Re: upgrade advice

Bill Davidsen <davidsen@xxxxxxx> · Mon, 12 Jan 2009 22:00:16 -0500

Martin K. Petersen wrote:
People always seem to assume that hardware is what's making the
difference between consumer and enterprise.  It's not.  The physical
hardware differs mostly due to capacity vs. RPM trade-offs.  Most
vendors these days have big platters for high-capacity drives and
smaller platters for high RPM/higher IOPS class drives.  On top of
that, head/platter count may vary in capacity classes within a series.

But the important difference between consumer and enterprise drives is
not mechanical.  It's the firmware.  Consumer drive firmware is about
squeezing out the most capacity/$ and nothing else.

That's simply not the case. Cost is one of the issues, but the typical 
use of the drive is one of the most important things about the firmware. 
With consumer drives, it's likely that this is the one and only drive 
holding the data, so clever retries in case of error are important. With 
server grade drives, it's likely they are in a RAID, so returning the 
error quickly so the controller or OS can compensate is the important 
issue.
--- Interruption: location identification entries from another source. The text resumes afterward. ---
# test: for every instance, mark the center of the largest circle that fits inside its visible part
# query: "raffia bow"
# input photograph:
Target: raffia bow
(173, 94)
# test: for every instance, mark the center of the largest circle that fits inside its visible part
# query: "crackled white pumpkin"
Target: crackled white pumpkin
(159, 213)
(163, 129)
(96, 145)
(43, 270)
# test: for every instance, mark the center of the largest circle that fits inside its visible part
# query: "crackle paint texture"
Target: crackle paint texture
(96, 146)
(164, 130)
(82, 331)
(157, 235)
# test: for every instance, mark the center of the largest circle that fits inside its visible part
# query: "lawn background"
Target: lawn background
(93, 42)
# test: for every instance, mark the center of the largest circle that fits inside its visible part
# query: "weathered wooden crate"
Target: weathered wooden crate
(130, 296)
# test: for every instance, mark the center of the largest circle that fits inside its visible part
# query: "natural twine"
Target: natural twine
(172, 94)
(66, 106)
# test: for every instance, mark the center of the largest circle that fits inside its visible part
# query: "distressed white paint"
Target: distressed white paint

That's been discussed here before, some drives even give you a 
choice of "don't hang up" vs. "try like hell" on errors, through jumpers 
or firmware.

Enterprise drives trade capacity for reliability by way of the
firmware.  That includes many things like using more space for track
info (gap/sync), much better ECC, better tolerance for rotational
vibration, etc.

Most of the errors you see on drives are a result of media errors that
are big enough that the drive ECC can't correct them.  Errors are
often caused by head misses due to bad tracking, vibration from other
drives in the enclosure, the user kicking the cabinet at an
inopportune moment, etc.  I.e. external interference.  Other errors
are due to real imperfections of the media itself.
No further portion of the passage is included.